Several technology companies are considering using DNA for archival storage purposes.
DNA as a data storage medium – the concept is almost intuitive. If nature entrusts the biopolymer with the information needed to build an organism, why couldn’t it store our digital data? DNA uses four different molecules to encode information, which easily fits into a binary system (see box). So it’s perhaps no surprise that the idea was already put forward decades ago. Physicist Richard Feynman proposed it in his famous 1959 lecture “There’s Plenty of Room at the Bottom,” just six years after the helical structure of DNA was discovered.
Storing data in DNA would have major advantages. As small as a flash memory cell is, a single molecule as a basic storage unit is about as small as it gets. Theoretically capable of storing 455 exabytes per gram, a soda can filled with DNA could store all the data in the world. At the current growth rate of data generation, such high-density solutions will soon become attractive, if not unavoidable, according to proponents.
Another strength of DNA is its great stability when properly stored. Like most biomolecules, without protection, DNA is fragile and subject to degradation. But the fact that fully intact DNA has been extracted from ancient fossils proves that there are ways to preserve it for thousands of years, if not indefinitely.
By comparison, flash devices typically have data retention lives of around 10 years, while magnetic tape – still the go-to solution for long-term digital storage – has a lifespan of 10-20 years. The robustness of DNA storage solutions is an especially attractive feature for organizations that need to store large amounts of data that is rarely accessed, such as movie studios and national archives.

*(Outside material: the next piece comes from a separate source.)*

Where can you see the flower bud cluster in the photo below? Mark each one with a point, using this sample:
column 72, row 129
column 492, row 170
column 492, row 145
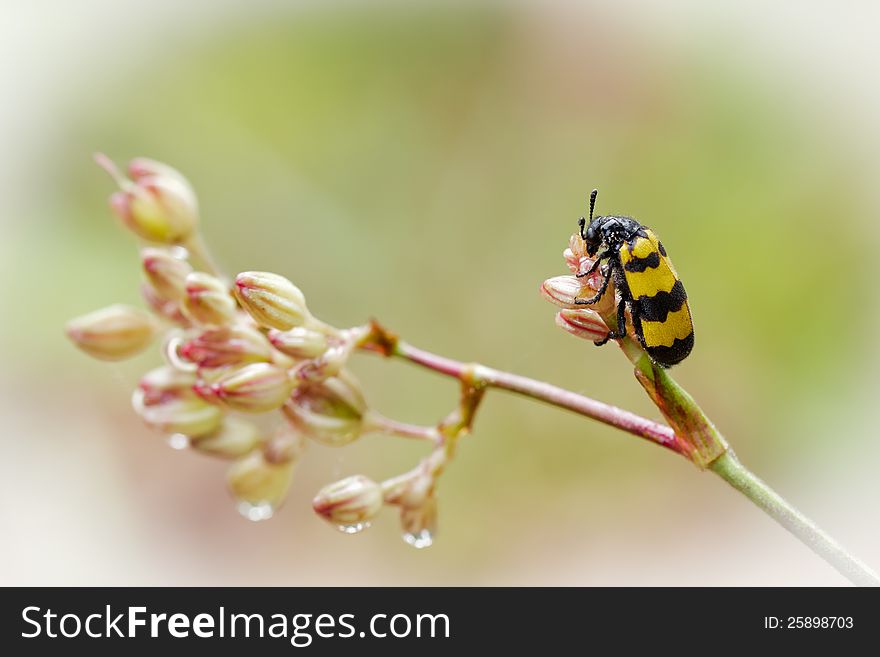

Add to that a low environmental impact in terms of energy and raw material requirements, and you can see why companies would be interested in using DNA for digital data storage. And they are.
Slow and expensive
Such demonstrations are obviously still far from practical applications; even today, DNA sequencing and synthesis techniques are too slow and expensive. Nevertheless, data-intensive companies are now taking this concept very seriously. Members of the DNA Data Storage Alliance (DDSA), founded in 2020, include software maker Microsoft, hard drive makers Western Digital and Seagate, and ICT companies Dell, IBM and Lenovo.
Anticipating further reductions in synthesis and sequencing costs, DDSA argues that DNA data storage will become a competitive solution. Part of the savings, in the case of archival storage, would come from eliminating the need to have to regularly transfer data to new storage media to avoid data loss due to hardware deterioration. Another potential cost-saving feature would be the ability to make massive amounts of copies in parallel once the data has been encoded into DNA strands.
The Intelligence Advanced Research Project Activity (IARPA), the R&D arm of US intelligence agencies, runs a program to write 1 terabyte and read 10 terabytes in 24 hours for $1,000. Just to get an idea of the current state of the field, the Georgia Tech Research Institute holds the current record for writing at 200 megabytes per day, although researchers recently claimed they could speed this up to 100 times.